By the time paramedics and firefighters pulled up, onlookers and parents

had lifted the car in a mad scramble to help the children. The emergency

crews broke into teams, but even with their precision work, the scene

remained surreal.

Mayor Gary Monahan arrived a short time later. He summed up the scene

simply: “It is insanity.” That evening, the City Council took a moment’s

silence in memory of Sierra and Brandon and offered their prayers for the

families and the others who had been injured.

Anger was the first emotion to spill over. A parent of one of the injured

children pledged “an eye for an eye.” Police Chief Dave Snowden said of

the driver: “I think this man will go to hell. I hope we can expedite his

trip.” Indeed, the driver may be headed in that direction. He is behind

bars, held on murder charges and could -- ultimately -- face the death

penalty.

Then came the good. Slowly at first, and then quicker and quicker, people

made the pilgrimage to the South Coast Early Childhood Learning Center.

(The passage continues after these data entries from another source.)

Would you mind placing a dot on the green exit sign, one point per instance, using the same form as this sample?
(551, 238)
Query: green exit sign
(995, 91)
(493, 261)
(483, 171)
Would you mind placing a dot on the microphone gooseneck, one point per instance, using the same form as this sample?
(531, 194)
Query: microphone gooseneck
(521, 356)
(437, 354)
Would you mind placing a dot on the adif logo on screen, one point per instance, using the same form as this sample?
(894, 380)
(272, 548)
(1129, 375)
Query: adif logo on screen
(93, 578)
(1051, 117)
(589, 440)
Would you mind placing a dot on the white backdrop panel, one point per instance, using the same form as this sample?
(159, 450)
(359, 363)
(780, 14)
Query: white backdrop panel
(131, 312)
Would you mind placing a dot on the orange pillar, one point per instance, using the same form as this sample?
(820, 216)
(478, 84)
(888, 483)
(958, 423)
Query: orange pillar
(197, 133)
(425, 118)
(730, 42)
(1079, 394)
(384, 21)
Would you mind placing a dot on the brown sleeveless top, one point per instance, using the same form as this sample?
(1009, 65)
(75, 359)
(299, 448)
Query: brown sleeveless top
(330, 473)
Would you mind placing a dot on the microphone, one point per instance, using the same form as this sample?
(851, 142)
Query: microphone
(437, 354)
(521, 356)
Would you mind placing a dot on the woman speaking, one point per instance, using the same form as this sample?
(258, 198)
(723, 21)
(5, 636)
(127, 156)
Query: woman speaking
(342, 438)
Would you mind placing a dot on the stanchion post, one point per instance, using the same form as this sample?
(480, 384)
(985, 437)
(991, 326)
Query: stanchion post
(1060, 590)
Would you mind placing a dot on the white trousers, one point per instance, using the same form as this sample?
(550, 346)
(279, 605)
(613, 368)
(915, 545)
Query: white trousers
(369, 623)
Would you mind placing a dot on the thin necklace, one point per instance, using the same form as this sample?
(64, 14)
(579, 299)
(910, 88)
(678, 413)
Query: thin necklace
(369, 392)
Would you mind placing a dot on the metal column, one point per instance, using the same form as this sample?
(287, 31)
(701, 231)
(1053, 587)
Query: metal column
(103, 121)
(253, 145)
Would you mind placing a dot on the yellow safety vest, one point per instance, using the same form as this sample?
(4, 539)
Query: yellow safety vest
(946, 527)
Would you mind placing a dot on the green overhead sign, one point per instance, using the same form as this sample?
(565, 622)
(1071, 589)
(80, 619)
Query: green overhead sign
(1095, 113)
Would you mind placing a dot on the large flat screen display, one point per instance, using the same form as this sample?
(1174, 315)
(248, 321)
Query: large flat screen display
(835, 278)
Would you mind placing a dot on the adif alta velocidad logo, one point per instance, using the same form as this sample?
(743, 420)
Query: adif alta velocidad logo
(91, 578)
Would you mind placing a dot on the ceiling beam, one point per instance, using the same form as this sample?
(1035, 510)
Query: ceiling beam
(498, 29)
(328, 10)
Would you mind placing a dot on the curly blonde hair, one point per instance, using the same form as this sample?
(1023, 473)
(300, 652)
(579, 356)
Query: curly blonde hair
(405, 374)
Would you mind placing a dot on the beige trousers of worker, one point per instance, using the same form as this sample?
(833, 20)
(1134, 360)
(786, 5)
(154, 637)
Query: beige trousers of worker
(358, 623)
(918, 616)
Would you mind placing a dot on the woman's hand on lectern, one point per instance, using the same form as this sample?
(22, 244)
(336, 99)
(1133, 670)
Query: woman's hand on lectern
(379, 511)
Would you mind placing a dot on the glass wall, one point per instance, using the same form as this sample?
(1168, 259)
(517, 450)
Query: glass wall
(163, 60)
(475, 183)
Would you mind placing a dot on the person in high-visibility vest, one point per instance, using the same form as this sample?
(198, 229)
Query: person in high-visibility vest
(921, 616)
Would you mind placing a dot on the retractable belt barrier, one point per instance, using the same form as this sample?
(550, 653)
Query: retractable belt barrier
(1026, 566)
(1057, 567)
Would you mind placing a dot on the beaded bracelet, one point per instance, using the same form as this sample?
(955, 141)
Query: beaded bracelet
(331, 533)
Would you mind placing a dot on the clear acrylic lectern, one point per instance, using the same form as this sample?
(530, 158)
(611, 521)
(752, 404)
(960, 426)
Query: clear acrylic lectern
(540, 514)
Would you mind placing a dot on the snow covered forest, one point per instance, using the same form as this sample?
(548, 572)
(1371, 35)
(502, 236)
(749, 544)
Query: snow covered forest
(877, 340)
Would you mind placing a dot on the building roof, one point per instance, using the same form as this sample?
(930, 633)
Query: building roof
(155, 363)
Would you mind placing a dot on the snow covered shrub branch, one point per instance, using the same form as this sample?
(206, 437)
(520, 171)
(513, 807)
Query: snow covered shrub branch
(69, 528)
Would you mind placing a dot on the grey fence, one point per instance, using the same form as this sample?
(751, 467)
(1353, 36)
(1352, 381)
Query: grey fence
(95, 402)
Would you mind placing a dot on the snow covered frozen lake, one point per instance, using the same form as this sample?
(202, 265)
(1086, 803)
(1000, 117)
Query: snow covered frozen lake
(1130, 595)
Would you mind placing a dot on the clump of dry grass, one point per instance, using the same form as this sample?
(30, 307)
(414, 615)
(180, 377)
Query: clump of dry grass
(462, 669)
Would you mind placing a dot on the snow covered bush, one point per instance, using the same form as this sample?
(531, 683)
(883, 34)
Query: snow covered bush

They dropped off flowers. They wrote poems. Some brought their children

and, together, simply lowered their heads in prayer. Many of them did not

know the victims, but were moved by a greater sense that this was the

right thing to do.

“I explained the accident to them, that two little children went to

heaven and that we’re coming to give the families silent support,” said

Melinda Stark, an Irvine resident who brought her three children to the

playground.

“I didn’t know what else to do.”

The little church next to the preschool opened its doors and 500 poured

in to find refuge and, perhaps, meaning. A night manager over at the

nearby Diedrich’s coffee house set out a glass jar in case any of his

customers wanted to help out. It filled up. And the next day it filled up

again.

“It gave me strength I never knew I had,” Cindy Soto said of the

outpouring.

That Friday, only two days before Mother’s Day, Sierra Soto and Brandon

Wiener were laid to rest. “Tears in Heaven,” the plaintive song Eric

Clapton wrote in memory of his own young son, was played during funeral

services for Sierra at Mariners’ Church. During services at Mount Sinai

Memorial Park for Brandon, the rabbi read a Mother’s Day card to Pam

Wiener. A child she didn’t even know had written it, knowing that Brandon

could not.

The preschool reopened on May 12, nine days after the accident. The

police were on hand, passing out stickers, smiling and goofing with the

children who returned that day. But some weren’t there and everyone

remembered painfully that two would never be back.

Nine days of pain. Nine days in which Costa Mesa weighed good and evil,

innocence and the loss of it. Nine days spent proving that good, somehow,

would always win out.

Brandon Wiener was a fun-loving kid. His mom said he was smart,

inquisitive and loved to pal around with other kids. For some reason, he

loved the vacuum cleaner.

“He loved to pick up. And if he saw a vacuum cleaner, look out.” She

laughs gently at the memory.

Sierra Soto was a dancer, a fluid little young girl with striking looks.

One of her dance teachers said they’d never seen such native talent.

Among the notes left behind at the playground was one probably directed

to Sierra, though it seemed appropriate for all:

“May all our angels dance in heaven with God. It will get easier.”